In Regency-era Britain (1780-1840), there was a surge in history and historical events being presented on stage. Many productions for the theatre and opera took inspiration from history, such as the travels of Captain Cook and the Napoleonic Wars.
This trend will be explored in Staging History, the Bodleian Libraries’ winter exhibition which will open tomorrow (14 October). It has been curated by academic experts in English and Music from Oxford University and King's College London. It is based on research into the history of theatre, in particular on the long running project The London Stage 1800-1900, headed by Oxford's Professor of Opera Studies Michael Burden.
The exhibition also examines how pioneering set design and historically appropriate costumes and props brought history to life on the stage.

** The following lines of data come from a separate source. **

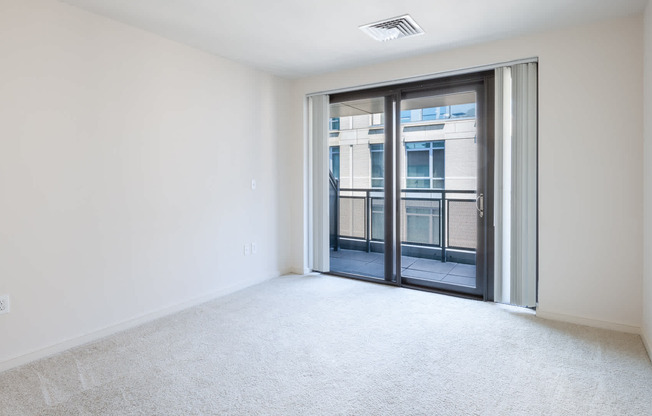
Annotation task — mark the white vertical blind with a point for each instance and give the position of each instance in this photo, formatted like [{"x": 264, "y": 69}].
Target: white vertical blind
[
  {"x": 524, "y": 184},
  {"x": 318, "y": 213},
  {"x": 515, "y": 175}
]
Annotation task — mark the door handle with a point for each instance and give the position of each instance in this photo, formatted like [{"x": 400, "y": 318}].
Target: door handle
[{"x": 479, "y": 204}]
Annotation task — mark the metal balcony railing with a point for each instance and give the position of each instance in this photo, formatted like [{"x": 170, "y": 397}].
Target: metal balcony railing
[{"x": 431, "y": 218}]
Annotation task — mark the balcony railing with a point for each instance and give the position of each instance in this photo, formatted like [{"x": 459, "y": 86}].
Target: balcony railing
[{"x": 433, "y": 221}]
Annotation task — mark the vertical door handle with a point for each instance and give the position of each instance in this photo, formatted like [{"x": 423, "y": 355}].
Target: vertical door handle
[{"x": 479, "y": 204}]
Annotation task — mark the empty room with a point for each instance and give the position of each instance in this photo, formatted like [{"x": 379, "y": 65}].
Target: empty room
[{"x": 325, "y": 207}]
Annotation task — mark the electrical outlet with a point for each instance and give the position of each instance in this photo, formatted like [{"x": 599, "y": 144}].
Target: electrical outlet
[{"x": 4, "y": 304}]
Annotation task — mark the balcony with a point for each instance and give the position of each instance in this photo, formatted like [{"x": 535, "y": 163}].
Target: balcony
[{"x": 438, "y": 235}]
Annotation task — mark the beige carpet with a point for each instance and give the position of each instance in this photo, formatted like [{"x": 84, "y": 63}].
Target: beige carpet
[{"x": 320, "y": 345}]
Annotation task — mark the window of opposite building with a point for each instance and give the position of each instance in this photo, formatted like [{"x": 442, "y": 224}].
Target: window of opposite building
[
  {"x": 425, "y": 165},
  {"x": 439, "y": 113},
  {"x": 377, "y": 165},
  {"x": 334, "y": 161},
  {"x": 334, "y": 124}
]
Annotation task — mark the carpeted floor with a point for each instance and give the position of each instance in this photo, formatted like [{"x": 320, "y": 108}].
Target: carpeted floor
[{"x": 320, "y": 345}]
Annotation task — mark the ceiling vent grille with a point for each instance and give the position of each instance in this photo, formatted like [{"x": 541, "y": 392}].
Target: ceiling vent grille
[{"x": 394, "y": 28}]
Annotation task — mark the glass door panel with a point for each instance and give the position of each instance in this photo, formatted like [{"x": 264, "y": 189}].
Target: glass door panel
[
  {"x": 357, "y": 148},
  {"x": 439, "y": 177}
]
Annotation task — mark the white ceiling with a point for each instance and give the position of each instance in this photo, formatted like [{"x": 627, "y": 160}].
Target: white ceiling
[{"x": 295, "y": 38}]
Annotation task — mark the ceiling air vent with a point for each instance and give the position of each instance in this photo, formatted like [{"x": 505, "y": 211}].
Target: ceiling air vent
[{"x": 394, "y": 28}]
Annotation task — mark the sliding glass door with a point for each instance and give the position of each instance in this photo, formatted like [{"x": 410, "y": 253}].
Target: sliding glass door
[
  {"x": 410, "y": 175},
  {"x": 357, "y": 141},
  {"x": 443, "y": 173}
]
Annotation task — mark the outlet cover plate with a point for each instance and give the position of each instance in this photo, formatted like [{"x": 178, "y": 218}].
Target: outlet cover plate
[{"x": 4, "y": 304}]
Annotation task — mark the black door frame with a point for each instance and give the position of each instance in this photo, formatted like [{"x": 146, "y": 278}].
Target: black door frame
[{"x": 483, "y": 85}]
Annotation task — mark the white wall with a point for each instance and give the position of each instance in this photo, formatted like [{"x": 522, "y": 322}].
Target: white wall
[
  {"x": 647, "y": 277},
  {"x": 590, "y": 154},
  {"x": 125, "y": 169}
]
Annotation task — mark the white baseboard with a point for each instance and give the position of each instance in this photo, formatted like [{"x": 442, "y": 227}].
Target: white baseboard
[
  {"x": 647, "y": 343},
  {"x": 127, "y": 324},
  {"x": 595, "y": 323}
]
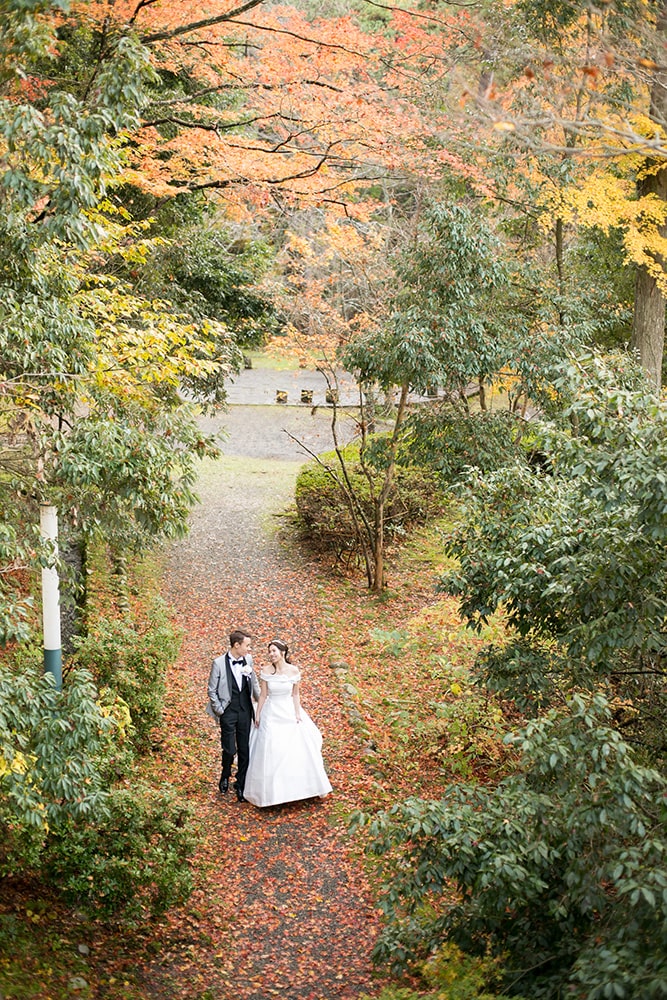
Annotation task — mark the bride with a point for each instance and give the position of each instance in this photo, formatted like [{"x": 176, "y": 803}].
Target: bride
[{"x": 285, "y": 744}]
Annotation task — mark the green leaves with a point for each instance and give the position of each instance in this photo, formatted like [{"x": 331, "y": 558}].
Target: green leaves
[{"x": 541, "y": 870}]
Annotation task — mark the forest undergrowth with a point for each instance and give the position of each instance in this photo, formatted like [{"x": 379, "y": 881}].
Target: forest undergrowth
[{"x": 283, "y": 903}]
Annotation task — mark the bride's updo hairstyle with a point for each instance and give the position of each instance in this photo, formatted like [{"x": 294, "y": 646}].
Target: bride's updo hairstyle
[{"x": 283, "y": 647}]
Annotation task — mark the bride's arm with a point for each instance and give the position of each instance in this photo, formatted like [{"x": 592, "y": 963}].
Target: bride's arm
[
  {"x": 297, "y": 701},
  {"x": 263, "y": 693}
]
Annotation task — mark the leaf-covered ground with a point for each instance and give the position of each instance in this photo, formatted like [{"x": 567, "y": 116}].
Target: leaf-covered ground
[{"x": 284, "y": 904}]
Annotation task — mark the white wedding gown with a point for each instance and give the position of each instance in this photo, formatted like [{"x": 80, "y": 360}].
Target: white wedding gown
[{"x": 285, "y": 755}]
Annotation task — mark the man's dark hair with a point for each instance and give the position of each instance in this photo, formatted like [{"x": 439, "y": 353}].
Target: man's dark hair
[{"x": 238, "y": 635}]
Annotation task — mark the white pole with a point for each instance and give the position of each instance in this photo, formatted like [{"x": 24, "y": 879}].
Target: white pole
[{"x": 48, "y": 522}]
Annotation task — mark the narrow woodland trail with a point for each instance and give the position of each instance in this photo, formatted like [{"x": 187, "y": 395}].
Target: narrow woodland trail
[{"x": 282, "y": 906}]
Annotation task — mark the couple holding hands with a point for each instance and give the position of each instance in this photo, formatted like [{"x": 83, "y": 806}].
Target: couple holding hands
[{"x": 278, "y": 746}]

The quest for accurate re-enactment of real-life events pushed the bounds of theatrical spectacle: a water tank with model floating ships was deployed at Sadler’s Wells for the staging of the Siege of Gibraltar, and another production on the same theme used live cannons which set fire to the vessels in each performance.
Rare materials held by the Bodleian Libraries and other national institutions are featured, including intricately detailed set designs and maquettes, theatrical documents (such as tickets, playbills and playtexts) as well as theatrical portraiture, paintings and illustrations (such as those showing famous London stages like Convent Garden, Drury Lane and Sadler’s Wells Theatre).
Michael Burden, Oxford’s Professor of Opera Studies at the University of Oxford, one of the curators, said: ‘In the late eighteenth and early nineteenth centuries, audiences consumed dramas on historical topics with unprecedented enthusiasm. Even in an age of expanding print culture, theatres played an important role as dramatic newsreels for the masses, disseminating information and representing events of national interest.
‘In this exhibition, we present a number of evocative theatrical works that cast light on how history was told and retold on the stage through words, music and spectacle. We also explore how Regency theatre shaped popular interpretation of historical events.’
Some of the exhibition's highlights include:
- A beautiful set maquette for the pantomime Omai, or a trip around the world designed by Philip James de Loutherbourg, an artist who revolutionized English stage design with his naturalistic scenic effects
- An illustration of Sadler’s Wells ‘Aquatic Theatre’ production of The Siege of Gibraltar in which a large tank on the stage was filled with water from the nearby New River, producing one of the grandest theatrical spectacles of the time
- A three-dimensional set design for a play about legendary Swiss marksman William Tell. It shows a sublime Alpine landscape rendered in watercolour by the Grieve family, who were among London’s best-known scene painters
- An oil painting of a production of Shakespeare’s Henry VIII showing its attempt to clothe characters in historically appropriate costume
- Early maps of Captain Cook’s travels across the Pacific, which inspired many theatre productions at the turn of the nineteenth century
- The musical score from Pizarro, a 1799 play about the conquest of Peru led by Spanish conquistador Francisco Pizarro
Alongside the exhibition, there will be a series of events, the first of which is a print workshop for families this Saturday. Children can create their own playbill using the Bodleian’s printing press.
The exhibition will be held in the Weston Library, which was recently shortlisted for the RIBA Stirling Prize for best UK building in 2016. It will run until 8 January 2017.